Son günlerde CHP Genel bşk. Sayın Özgür ÖZEL’in C.Başkanı sayın ERDOĞAN’la olan diyaloğu uzun zamandır tutuklu olan Osman KAVALA ve Can ATALAY’ın tahliyelerini gündeme getirdi.
Özellikle iktidara yakın bazı köşe yazarlarının da desteği ile bu konu hemen hemen her gün haber kanallarında uzun uzun tartışılıp konuşuluyor.
Tamam bunlar konuşulsun da, hatta tahliye de edilsinler.
Fakat ya sesini duyuramayan, unutulan KHK’lılar?
Ya 5 yıldır, 6 yıldır bir yargı kararı olmadan KHK’larla ihraç edilenler?
Ya 1 yıl 2 yıl cezaevinde yatıp beraat edenler?
Ya 5 yıldır 6 yıldır haklarında takipsizlik kararı verilenler?
Bunlar ne olacak? Bunların hakkını kim savunacak? Kamyon şoförlüğü yapanlar var, pazarlarda limon satanlar var, yoğurt satanlar var..
Hak diyoruz, Adalet diyoruz, yeni ANAYASA diyoruz. Ama maalesef sonuç ortada.
Adamlar mahkemelerde yargılanmış ve beraat etmişler, haklarında takipsizlik kararı verilmiş. Fakat bir türlü görevlerine dönemiyorlar. Yapılan bütün başvuruları sonuçsuz kalıyor.

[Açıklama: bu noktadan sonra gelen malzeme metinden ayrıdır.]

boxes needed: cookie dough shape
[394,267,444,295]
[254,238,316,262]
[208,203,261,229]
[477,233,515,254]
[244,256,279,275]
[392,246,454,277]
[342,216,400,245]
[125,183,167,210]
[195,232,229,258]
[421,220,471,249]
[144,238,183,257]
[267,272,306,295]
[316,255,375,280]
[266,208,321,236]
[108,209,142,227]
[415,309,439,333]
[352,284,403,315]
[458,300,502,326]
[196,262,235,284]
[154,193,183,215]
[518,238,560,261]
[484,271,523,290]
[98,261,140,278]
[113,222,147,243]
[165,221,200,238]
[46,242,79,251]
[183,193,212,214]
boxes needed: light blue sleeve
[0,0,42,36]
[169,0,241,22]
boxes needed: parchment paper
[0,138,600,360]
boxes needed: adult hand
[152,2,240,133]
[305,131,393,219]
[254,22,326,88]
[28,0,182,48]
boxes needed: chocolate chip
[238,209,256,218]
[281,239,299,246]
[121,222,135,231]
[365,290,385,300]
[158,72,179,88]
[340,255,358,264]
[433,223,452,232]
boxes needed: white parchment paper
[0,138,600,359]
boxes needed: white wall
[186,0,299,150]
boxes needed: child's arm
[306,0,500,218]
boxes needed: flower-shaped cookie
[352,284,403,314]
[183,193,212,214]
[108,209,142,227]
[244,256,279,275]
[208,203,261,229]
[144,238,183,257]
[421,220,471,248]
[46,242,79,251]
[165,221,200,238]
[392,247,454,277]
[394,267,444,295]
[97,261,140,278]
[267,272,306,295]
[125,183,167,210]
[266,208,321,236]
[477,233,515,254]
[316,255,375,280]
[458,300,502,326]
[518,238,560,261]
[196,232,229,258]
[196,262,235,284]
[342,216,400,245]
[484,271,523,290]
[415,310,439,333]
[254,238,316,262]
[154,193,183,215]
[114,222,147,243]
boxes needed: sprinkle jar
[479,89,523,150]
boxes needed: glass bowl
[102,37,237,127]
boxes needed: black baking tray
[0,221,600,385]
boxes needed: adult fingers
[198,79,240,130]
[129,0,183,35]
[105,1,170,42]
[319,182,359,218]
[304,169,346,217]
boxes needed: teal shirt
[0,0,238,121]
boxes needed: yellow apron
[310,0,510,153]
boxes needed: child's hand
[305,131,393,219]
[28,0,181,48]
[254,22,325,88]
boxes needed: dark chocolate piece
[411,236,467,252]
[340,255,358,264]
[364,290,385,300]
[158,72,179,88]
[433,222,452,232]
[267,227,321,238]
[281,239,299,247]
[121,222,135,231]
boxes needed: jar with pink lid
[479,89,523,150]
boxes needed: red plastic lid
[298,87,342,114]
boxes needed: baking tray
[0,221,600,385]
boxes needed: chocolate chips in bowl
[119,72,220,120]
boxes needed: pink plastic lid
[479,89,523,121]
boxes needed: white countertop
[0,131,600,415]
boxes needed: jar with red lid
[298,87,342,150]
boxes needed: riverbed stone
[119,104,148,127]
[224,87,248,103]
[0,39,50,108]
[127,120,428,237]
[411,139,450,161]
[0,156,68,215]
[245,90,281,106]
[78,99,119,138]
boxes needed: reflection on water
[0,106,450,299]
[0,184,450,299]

Sizden özür dileyerek beraat ve takipsizlik kararının ne olduğunu kısaca özetlemek istiyorum ;
Mahkeme diyor ki ;
"Senin hakkında bazı suçlamalar vardı. O yüzden bu dava açıldı. Bir çok yere yazılan müzakerelerin cevapları geldi. Tanıklar dinlendi. Bütün bu müzakere ve tanık ifadelerinden sonra senin hiçbir suçun olmadığı anlaşıldı. Beraatine…”
Takipsizlik kararına gelince;
Soruşturmayı yürüten savcı suçlu olduğuna dair yeterli delil ve belge bulunamadığından dava açılmasına bile gerek duymadan soruşturmayı sonlandırılıyor.
Bütün bu kararlara rağmen bu kişiler görevlerine dönemiyorlar.
Suçluların canı cehenneme.. Kim suç işlemişse cezasını misliyle çeksin. Fakat masum insanlar niçin cezalandırılıyor?
Lütfen empati yapalım. Bu hepimizin başına gelebilir.
Osman KAVALA, Can ATALAY’ı unutmayalım ama lütfen bu mağdurları da unutmayalım.